I like the idea of incremental updates. We have a cap on bandwidth and installing a totally new version of for instance openoffice just for a minor update seems a bit of a waste.
Perfect for South Africa, we have very restricted internet in terms of bandwidth. It is expensive. One of the features that openSUSE has (delta RPM's) that I wish ubuntu had.
This is an excellent idea, and fixes the core problem of many recent ideas, as well as lessening the impact of some problems (such as servers being slow during upgrade time)
People complaining that their internet is slow whilst downloading updates for instance, would be a lot happier automatically if they only had to download 3MB instead of 50MB
Personally I think their are 2 separate issues here.
1) updates for features that are not relevant
2) minor updates for features that are relevant (eg developer versions being tested)
In the case of (1) the problem could also be addressed by doing greater system profiling and only updating for systems that will benefit. eg in the linked #11000 idea the complaint is that "* Fix broadcom Makefile" produces a large download and the user doesn't have any broadcom stuff. So if the package management system were cleverer it would know not to download that upgrade because the system has no broadcom hardware.
This is a substantially larger alteration than that needed for (2), namely the previously widely touted binary diff/patch.
I don't understand why this is still unimplemented?! Are we being ignored? It's on launchpad and ubuntu forum for like 2 years now?! I don't believe it's so hard to implement.
Even though I like this idea, I think that getting it to work will be tricky since it would have to be changed upstream as well (as in, with Debian and other Debian-based distro's). And getting that through will take time, patience, blood, sweat, a sore throat (interpret that however you like ;) and coding skills.
Someone designed a delta system for Gentoo that worked automatically. You'd use a special server set up that would mirror the updates, it would work out the diff and only submit the changes between the cached copy of it on your own machine (it only worked when you had a previous downloaded copy). And it would cache the diff.
With Ubuntu its even easier, because updates get released on gentoo faster then you can compile the last version.
A friend recently pointed out to me that there are pretty much only 2 kinds of people: those that update their computers regularly/daily, and those who never update.
Patches would be great for those who update regularly, but full package updates can be used if the user is more than 1-3 version updates behind.
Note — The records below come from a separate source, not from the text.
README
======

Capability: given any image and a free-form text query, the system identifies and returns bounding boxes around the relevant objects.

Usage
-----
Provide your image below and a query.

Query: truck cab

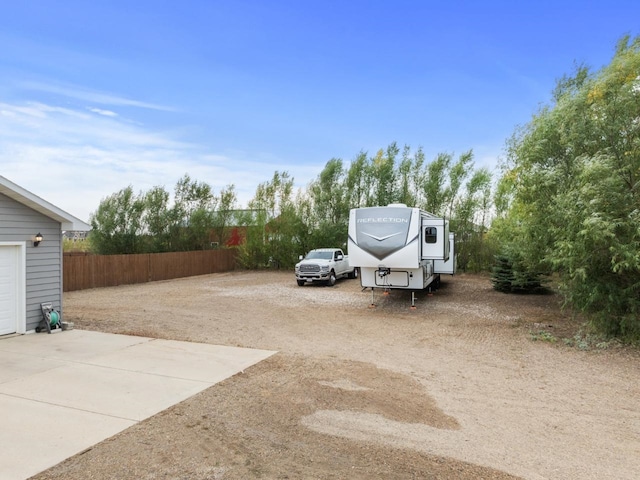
[295,248,357,286]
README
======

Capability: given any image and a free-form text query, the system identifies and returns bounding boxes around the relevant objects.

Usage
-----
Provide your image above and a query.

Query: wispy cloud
[0,99,319,222]
[89,107,118,117]
[1,101,90,120]
[19,80,176,112]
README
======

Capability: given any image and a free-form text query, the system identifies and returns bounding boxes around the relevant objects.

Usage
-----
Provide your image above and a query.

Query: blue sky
[1,0,638,222]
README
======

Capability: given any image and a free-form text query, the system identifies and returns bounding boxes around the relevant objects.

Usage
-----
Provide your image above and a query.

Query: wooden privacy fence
[63,249,238,292]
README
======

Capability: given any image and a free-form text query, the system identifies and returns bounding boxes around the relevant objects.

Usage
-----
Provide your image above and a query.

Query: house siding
[0,192,62,331]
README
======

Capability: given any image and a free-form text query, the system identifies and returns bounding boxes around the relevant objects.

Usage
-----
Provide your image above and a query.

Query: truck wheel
[327,270,337,286]
[349,267,359,279]
[297,280,305,286]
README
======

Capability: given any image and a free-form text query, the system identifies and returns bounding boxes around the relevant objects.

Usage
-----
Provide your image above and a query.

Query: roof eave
[0,176,91,231]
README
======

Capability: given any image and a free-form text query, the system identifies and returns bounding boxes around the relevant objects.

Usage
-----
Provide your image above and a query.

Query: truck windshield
[305,251,333,260]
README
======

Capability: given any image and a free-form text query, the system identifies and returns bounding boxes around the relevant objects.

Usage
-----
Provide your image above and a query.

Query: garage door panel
[0,247,18,335]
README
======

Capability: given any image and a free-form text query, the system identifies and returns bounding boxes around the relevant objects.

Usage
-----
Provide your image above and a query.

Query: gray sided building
[0,176,90,335]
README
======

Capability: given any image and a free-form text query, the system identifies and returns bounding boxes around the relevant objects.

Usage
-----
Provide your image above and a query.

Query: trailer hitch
[377,267,390,277]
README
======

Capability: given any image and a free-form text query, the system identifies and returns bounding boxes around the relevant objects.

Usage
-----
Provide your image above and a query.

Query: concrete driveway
[0,330,276,480]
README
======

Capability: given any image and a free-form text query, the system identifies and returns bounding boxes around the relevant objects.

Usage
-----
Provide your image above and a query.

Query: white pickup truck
[295,248,358,286]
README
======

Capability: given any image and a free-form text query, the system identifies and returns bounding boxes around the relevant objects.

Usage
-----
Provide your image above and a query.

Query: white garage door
[0,246,19,335]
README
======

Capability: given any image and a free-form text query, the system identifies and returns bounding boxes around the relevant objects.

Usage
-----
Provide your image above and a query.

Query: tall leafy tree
[308,158,349,247]
[443,150,474,219]
[397,145,426,207]
[452,167,492,271]
[211,185,238,247]
[345,151,370,208]
[90,174,237,254]
[90,186,145,254]
[367,144,398,206]
[292,191,314,254]
[309,158,346,223]
[238,171,302,269]
[169,174,215,251]
[143,185,171,252]
[497,35,640,339]
[423,152,451,215]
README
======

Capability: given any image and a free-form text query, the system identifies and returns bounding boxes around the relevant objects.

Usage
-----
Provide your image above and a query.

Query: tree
[309,158,346,222]
[452,167,493,271]
[495,35,640,339]
[490,250,545,293]
[292,191,314,254]
[168,174,216,251]
[344,151,370,208]
[367,145,398,207]
[143,186,171,252]
[423,153,451,215]
[397,145,426,207]
[90,174,237,255]
[308,158,349,248]
[443,150,474,220]
[299,144,495,267]
[235,207,268,269]
[237,171,302,269]
[90,186,145,254]
[211,185,238,247]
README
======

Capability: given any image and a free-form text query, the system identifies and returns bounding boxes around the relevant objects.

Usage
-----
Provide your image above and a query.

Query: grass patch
[529,330,558,343]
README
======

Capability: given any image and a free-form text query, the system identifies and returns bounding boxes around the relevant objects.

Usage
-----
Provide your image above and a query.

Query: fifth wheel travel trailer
[347,204,456,301]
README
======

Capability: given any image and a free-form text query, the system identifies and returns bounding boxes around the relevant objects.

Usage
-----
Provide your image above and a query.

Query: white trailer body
[347,204,455,290]
[434,232,456,275]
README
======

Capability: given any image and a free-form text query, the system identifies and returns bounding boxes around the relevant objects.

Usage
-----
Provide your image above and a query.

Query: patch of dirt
[34,271,640,479]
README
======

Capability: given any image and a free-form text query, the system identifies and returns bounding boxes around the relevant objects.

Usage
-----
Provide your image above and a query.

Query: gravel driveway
[34,271,640,480]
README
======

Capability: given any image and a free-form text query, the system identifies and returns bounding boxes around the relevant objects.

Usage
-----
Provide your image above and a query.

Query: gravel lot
[34,271,640,480]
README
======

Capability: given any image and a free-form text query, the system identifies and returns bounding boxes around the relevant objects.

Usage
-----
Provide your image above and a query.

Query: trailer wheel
[297,280,305,286]
[327,270,337,286]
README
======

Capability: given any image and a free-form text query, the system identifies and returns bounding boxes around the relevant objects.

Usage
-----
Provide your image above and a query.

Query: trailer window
[425,227,437,244]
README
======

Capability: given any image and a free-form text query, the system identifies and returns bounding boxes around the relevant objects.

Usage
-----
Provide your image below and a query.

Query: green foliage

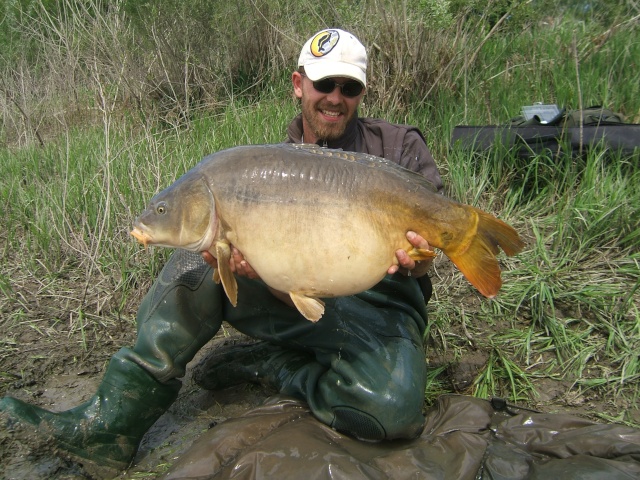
[414,0,455,29]
[554,0,634,25]
[473,345,537,401]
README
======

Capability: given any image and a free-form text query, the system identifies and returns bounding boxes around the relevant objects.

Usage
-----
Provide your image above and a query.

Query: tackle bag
[451,105,640,158]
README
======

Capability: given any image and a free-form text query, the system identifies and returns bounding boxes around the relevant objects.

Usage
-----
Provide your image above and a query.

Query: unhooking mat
[163,394,640,479]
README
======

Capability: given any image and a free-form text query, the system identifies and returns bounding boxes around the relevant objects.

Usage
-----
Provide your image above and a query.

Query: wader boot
[0,250,223,471]
[196,273,431,442]
[194,341,315,391]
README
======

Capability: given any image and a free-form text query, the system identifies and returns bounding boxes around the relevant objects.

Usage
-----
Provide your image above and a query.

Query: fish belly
[224,203,401,297]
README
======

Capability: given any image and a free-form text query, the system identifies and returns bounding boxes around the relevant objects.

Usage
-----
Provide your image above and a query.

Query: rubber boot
[200,273,430,442]
[0,250,223,471]
[1,352,179,471]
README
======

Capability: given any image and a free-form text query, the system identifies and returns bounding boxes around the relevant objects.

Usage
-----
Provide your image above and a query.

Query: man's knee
[329,381,426,440]
[320,349,427,441]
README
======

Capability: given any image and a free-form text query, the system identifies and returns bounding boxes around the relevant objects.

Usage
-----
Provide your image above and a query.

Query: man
[0,28,443,472]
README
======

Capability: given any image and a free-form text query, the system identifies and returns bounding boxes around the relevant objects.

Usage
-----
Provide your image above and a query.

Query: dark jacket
[285,114,443,192]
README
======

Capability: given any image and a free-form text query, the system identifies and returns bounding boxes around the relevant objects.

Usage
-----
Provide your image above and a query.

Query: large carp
[131,143,524,321]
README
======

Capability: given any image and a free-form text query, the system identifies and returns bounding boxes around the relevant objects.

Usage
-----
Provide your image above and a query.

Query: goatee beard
[302,103,355,142]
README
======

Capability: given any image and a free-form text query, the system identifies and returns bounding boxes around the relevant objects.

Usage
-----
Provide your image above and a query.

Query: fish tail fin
[445,208,525,298]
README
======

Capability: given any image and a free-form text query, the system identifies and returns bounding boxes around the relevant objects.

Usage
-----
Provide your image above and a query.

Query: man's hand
[201,248,259,279]
[388,231,434,278]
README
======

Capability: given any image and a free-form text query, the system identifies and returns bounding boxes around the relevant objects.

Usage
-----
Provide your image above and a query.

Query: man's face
[292,72,364,143]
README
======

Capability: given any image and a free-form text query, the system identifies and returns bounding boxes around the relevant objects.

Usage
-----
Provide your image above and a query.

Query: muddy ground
[1,258,637,479]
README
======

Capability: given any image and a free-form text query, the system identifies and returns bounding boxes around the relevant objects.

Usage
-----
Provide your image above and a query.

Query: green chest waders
[197,273,430,441]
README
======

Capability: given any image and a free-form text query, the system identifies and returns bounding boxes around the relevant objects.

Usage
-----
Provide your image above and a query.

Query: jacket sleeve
[400,130,444,193]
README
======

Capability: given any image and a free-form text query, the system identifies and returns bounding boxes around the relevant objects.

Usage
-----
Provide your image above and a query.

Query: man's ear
[292,71,303,99]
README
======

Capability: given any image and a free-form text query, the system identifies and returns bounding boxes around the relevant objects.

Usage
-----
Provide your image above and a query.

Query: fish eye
[156,202,167,215]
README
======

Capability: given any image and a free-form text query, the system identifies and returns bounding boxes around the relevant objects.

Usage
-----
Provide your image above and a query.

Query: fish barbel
[131,143,524,321]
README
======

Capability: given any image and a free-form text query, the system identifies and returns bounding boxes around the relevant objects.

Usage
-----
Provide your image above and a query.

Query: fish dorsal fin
[289,143,340,155]
[285,144,438,192]
[289,292,325,322]
[214,240,238,306]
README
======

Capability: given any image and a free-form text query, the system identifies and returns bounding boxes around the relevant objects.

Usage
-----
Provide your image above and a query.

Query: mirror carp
[131,144,524,321]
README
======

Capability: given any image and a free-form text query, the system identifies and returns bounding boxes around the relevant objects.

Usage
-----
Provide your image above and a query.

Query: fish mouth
[130,227,152,248]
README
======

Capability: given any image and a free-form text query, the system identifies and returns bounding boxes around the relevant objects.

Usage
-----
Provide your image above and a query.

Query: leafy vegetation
[1,0,639,426]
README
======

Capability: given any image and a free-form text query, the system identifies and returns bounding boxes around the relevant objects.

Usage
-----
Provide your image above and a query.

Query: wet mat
[164,394,640,479]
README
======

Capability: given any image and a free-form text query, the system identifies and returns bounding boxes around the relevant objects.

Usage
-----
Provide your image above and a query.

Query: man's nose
[325,86,344,103]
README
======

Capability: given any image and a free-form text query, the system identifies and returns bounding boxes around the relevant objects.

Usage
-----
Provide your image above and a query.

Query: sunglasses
[303,74,364,98]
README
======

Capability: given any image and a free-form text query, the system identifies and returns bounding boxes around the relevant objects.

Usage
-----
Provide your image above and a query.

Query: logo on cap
[310,30,340,57]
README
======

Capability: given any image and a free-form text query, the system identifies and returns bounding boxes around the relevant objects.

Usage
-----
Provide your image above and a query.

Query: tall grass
[0,0,639,421]
[443,142,640,400]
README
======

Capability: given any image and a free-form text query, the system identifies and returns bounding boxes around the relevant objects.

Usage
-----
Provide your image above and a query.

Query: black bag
[451,106,639,158]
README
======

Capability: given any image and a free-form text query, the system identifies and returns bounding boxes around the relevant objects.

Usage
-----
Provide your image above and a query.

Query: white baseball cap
[298,29,367,87]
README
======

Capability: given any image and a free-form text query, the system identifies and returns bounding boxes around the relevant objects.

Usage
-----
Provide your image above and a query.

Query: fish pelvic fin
[289,292,325,322]
[446,208,525,298]
[215,240,238,306]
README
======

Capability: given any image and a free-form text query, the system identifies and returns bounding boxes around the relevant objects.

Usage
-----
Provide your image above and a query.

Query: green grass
[1,0,639,425]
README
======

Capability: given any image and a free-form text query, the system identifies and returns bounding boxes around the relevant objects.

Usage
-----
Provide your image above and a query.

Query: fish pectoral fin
[289,292,325,322]
[408,247,437,261]
[215,241,238,306]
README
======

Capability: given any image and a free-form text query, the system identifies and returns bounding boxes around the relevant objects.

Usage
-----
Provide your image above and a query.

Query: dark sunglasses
[303,74,364,98]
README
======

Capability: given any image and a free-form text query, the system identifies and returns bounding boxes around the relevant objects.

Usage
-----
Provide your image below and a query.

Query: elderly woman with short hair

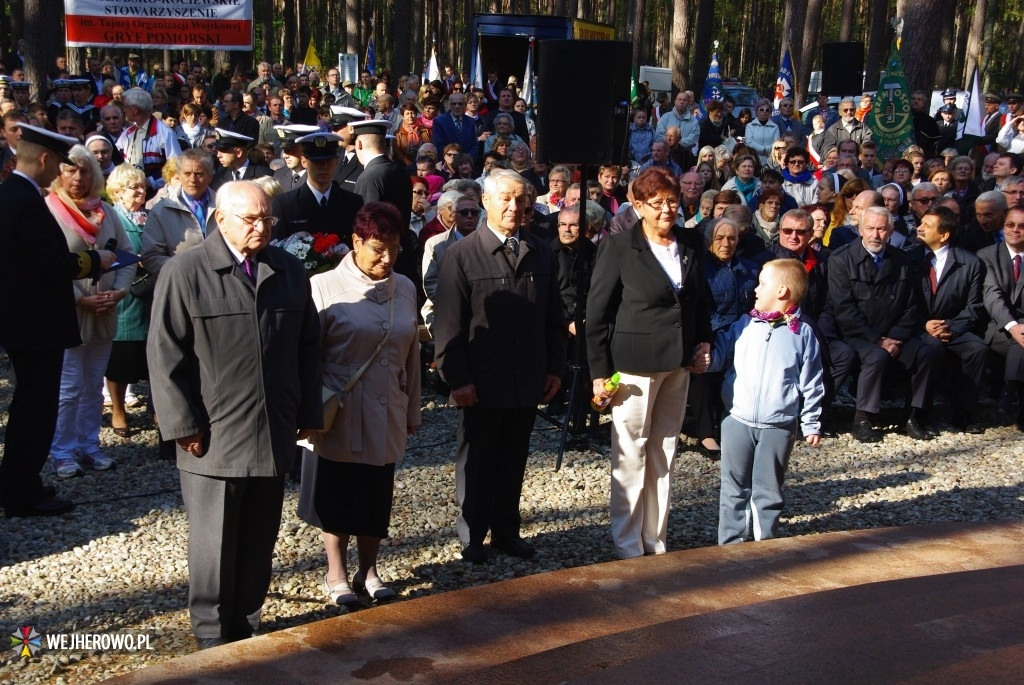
[47,146,136,477]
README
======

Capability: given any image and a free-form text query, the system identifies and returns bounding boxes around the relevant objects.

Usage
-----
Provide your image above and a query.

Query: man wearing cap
[210,129,271,191]
[330,106,368,192]
[64,79,100,132]
[1001,93,1023,131]
[147,180,321,648]
[273,124,318,192]
[936,104,959,151]
[117,88,181,197]
[0,123,116,518]
[933,89,964,123]
[11,80,30,114]
[119,53,150,91]
[352,119,417,279]
[983,93,1004,152]
[272,132,363,245]
[46,79,73,127]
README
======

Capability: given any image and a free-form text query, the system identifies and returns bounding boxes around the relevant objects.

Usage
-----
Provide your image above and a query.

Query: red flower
[312,232,339,255]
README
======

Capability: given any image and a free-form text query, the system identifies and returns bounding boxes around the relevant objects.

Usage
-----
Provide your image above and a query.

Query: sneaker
[53,458,84,479]
[79,451,116,471]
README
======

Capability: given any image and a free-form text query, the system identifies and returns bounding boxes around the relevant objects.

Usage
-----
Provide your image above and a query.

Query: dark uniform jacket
[210,163,272,191]
[272,181,363,245]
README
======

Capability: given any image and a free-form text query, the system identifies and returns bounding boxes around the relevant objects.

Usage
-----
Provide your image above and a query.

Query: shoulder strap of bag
[339,292,395,396]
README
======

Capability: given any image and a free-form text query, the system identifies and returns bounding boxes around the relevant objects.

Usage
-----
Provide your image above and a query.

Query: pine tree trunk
[24,0,62,101]
[393,0,412,76]
[262,0,275,63]
[863,0,888,92]
[839,0,856,41]
[670,0,691,91]
[690,0,713,95]
[282,0,296,72]
[899,0,949,93]
[630,0,646,75]
[800,0,825,102]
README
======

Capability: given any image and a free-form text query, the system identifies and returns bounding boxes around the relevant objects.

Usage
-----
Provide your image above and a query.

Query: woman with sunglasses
[781,146,818,205]
[745,98,782,167]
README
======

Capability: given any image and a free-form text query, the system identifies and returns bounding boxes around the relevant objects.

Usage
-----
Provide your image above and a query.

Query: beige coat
[55,200,136,345]
[309,252,421,465]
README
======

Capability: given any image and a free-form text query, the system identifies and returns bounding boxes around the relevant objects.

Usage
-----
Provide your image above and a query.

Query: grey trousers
[179,471,286,640]
[718,415,796,545]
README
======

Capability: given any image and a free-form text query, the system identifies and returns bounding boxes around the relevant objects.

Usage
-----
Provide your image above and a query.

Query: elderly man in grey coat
[147,181,322,649]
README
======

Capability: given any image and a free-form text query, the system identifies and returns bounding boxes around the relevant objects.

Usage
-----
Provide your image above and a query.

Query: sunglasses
[757,107,771,112]
[780,228,811,235]
[841,108,855,113]
[457,208,481,217]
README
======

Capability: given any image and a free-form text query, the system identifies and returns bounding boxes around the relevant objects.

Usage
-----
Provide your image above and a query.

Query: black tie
[320,195,328,209]
[293,173,300,185]
[233,170,241,181]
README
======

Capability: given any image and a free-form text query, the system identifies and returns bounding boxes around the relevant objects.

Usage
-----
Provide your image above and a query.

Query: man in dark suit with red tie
[916,206,988,434]
[979,206,1024,428]
[272,132,363,245]
[0,124,115,517]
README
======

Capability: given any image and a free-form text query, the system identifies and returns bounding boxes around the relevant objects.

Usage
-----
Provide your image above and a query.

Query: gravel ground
[1,362,1023,685]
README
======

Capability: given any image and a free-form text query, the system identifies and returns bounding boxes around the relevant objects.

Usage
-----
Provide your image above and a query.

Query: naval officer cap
[349,119,390,137]
[16,123,78,164]
[213,128,254,150]
[275,124,320,148]
[296,132,343,160]
[330,105,368,129]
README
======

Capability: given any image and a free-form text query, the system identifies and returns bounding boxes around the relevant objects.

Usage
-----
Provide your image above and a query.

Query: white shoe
[53,458,84,479]
[124,394,143,408]
[79,451,116,471]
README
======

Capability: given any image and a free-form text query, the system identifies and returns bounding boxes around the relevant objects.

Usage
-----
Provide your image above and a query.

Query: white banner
[64,0,253,51]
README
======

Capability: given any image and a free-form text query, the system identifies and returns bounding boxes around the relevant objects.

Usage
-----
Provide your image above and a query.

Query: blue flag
[364,36,376,76]
[700,51,722,117]
[773,46,794,113]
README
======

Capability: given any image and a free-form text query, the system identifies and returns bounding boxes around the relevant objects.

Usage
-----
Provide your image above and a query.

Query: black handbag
[129,268,155,300]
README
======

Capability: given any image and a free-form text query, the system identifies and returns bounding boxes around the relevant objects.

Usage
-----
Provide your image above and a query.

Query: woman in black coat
[587,166,713,560]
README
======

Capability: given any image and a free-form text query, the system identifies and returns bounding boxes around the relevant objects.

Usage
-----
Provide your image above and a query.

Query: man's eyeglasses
[221,211,279,228]
[457,208,481,217]
[780,228,811,236]
[757,107,771,112]
[841,108,855,113]
[913,196,938,204]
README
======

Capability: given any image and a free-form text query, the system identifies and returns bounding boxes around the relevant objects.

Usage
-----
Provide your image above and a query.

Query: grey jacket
[147,228,322,477]
[140,188,217,276]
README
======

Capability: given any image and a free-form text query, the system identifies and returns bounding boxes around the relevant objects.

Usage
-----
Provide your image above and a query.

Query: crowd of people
[2,47,1024,650]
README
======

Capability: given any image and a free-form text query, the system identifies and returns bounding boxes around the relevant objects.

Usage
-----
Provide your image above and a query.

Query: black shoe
[851,417,883,443]
[697,443,722,461]
[41,485,57,499]
[952,416,984,435]
[4,495,74,518]
[461,542,488,564]
[904,416,936,440]
[998,389,1017,416]
[195,637,228,650]
[492,536,536,559]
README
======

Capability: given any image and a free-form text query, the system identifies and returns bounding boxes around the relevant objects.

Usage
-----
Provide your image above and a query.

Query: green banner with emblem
[869,43,915,160]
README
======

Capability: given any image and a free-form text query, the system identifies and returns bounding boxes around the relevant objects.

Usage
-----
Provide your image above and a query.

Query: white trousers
[50,341,112,461]
[609,367,691,559]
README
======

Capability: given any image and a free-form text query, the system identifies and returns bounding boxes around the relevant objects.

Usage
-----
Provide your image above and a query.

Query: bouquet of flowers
[271,231,349,276]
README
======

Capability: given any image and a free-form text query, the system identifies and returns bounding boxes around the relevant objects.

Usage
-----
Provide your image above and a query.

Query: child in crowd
[705,258,824,545]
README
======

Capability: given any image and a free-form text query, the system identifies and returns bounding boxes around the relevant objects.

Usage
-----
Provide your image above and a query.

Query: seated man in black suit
[272,132,363,245]
[916,206,989,433]
[828,206,941,442]
[210,128,272,191]
[978,206,1024,428]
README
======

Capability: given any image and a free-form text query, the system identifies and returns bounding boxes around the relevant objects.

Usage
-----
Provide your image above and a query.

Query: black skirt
[105,340,149,384]
[303,454,396,538]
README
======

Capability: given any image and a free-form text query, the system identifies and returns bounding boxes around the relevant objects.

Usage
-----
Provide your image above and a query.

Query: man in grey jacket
[148,181,321,649]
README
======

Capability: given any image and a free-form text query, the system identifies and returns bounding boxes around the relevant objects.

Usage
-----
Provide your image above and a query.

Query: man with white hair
[821,97,873,154]
[116,88,181,197]
[655,90,699,148]
[828,206,941,442]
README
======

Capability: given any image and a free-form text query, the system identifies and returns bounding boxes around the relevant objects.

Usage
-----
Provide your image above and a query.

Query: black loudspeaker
[822,42,865,96]
[536,40,632,165]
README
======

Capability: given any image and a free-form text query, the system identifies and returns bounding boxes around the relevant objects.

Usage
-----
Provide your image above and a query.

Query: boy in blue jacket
[706,258,824,544]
4 consecutive patches is less bandwidth effective.
$ sudo apt-get install gnome-backgrounds
The following NEW packages will be installed:
gnome-backgrounds
0 upgraded, 1 newly installed, 0 to remove and 0 not upgraded.
Need to get 9782kB of archives.
.........................................
Setting up gnome-backgrounds (2.24.0-0ubuntu1) ...
Besides, the packages are not binaries; they are a collection of many binary files. In most upgrades, many of these files are not changed, so even a diff that includes only the changed files would be an improvement.
I've got about 900 megs of games installed from Synaptic. I'd love the updates to be patch-based so I'm not downloading 600megs of duplicate fluff every release cycle!!
And just think how much easier it would be on the mirrors.
Hey, I know! We should create ANOTHER package distribution format for distributing delta updates. Having two competing formats just isn't enough. Linux is about choice, right?
I'm using both Fedora and Kubuntu and have just updated my Fedora while using presto yum plugin. It downloaded 1.9 MiB of deltas instead of 49 MiB of full updates which is a 96% bandwidth saving. This was the biggest saving I've ever encoutered - ususally it's about 80-85%.
It would be great if I could update my Kubuntu in the same way I upgraded my Fedora, especially because my Kubuntu is behind a slower connection to the Internet with the monthly bandwith limit of 1 GiB.